Vincent Trimboli
April 2019

Vincent Trimboli is a Queer Appalachian Artist and Poet that holds a MFA in Creative Writing from West Virginia Wesleyan College. In 2016, Trimboli published two chapbooks with Ghost City Press (Condominium Morte and other milkweed diners). His poems can be found in Connotation Press, Still Journal, The San Diego Reader, Cultural Weekly as well as multiple print and online anthologies. Vince has taught Writing, Literature, and Public Speaking in a Medium/Maximum Security Prison in the hills of West Virginia and has been Adjunct Professor of English at many Colleges and Universities throughout his home state. Currently Vince lives in Elkins, WV.

HARE

 

The woman hath made an oath, that two months ago, being working in a field with other women, they put up a rabbit

         

 — from the explanation given by Mary Toft

 

Dutiful in her labor

 

Five weeks gone and craving 

meats too rich for her purse

 

The field as gold as ever

 

She reached down to her stomach 

                                  then lower still

 

The swell above bone 

 

             then spotted  

             a hare 

 

The child growing inside

willed her legs to churn beneath her skirt 

 

Flint gray streak of lightning 

across the noon sun

 

They chased her for no reason

 

Not to eat

Not to drape

her fur across her shoulders 

 

Chasing the poor beast

until their bellies cramped

from running 

 

their lips dried 

from April’s air

WHY SHE BIRTHED RABBITS

 

Perhaps this was her idea of revenge for not being invited to her junior prom.

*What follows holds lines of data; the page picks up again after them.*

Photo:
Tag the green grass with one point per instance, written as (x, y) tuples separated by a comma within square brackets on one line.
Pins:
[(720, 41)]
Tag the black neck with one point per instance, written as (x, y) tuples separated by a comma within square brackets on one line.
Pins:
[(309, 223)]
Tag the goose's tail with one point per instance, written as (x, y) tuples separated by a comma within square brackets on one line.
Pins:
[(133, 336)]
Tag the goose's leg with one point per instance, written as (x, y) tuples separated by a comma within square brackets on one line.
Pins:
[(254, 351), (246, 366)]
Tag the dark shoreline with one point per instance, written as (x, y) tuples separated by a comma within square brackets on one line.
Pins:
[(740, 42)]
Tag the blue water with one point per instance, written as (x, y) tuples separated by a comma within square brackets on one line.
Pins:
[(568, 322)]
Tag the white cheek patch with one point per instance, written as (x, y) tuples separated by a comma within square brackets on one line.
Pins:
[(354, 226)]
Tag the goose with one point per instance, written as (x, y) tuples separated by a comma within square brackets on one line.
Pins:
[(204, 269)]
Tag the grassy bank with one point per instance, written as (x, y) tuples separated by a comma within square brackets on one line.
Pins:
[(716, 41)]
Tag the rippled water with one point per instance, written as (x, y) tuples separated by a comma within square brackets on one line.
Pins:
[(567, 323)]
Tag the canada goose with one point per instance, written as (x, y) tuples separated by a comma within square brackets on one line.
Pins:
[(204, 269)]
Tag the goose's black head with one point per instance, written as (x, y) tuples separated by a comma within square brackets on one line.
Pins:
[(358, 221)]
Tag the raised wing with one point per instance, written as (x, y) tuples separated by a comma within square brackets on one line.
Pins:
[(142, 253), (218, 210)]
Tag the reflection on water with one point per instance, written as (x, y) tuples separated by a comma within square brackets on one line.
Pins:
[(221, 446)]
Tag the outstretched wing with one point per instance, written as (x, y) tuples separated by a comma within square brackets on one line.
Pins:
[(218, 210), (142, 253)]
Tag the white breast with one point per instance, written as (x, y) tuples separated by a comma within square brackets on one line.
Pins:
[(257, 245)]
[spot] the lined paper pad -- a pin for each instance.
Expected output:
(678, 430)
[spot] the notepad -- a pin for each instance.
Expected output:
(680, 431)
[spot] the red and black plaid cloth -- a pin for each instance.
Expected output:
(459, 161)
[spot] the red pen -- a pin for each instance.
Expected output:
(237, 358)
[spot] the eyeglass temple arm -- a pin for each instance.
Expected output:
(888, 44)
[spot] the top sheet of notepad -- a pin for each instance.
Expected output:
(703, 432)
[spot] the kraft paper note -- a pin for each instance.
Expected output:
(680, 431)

Suitors her age longed for girls who had never woken up, pooled and ready to push. Her night shirts had long been stained with milk, and boys wanted crisp white V-necks, sleeves to roll their pack of cigarettes in, the other exposing their underarm as they reached up, punching the invisible face of their fathers.  Perhaps she had been tired of being unnoticed by them. Pitched on picnic benches, knees hugged up to her chin. Was this to escape a life? She had wanted to dance to a slow song. What she wanted was her body to be hers again. Then, maybe she would be hers again. Birthing rabbits is a strange ordeal. No one ever gives you corsages after.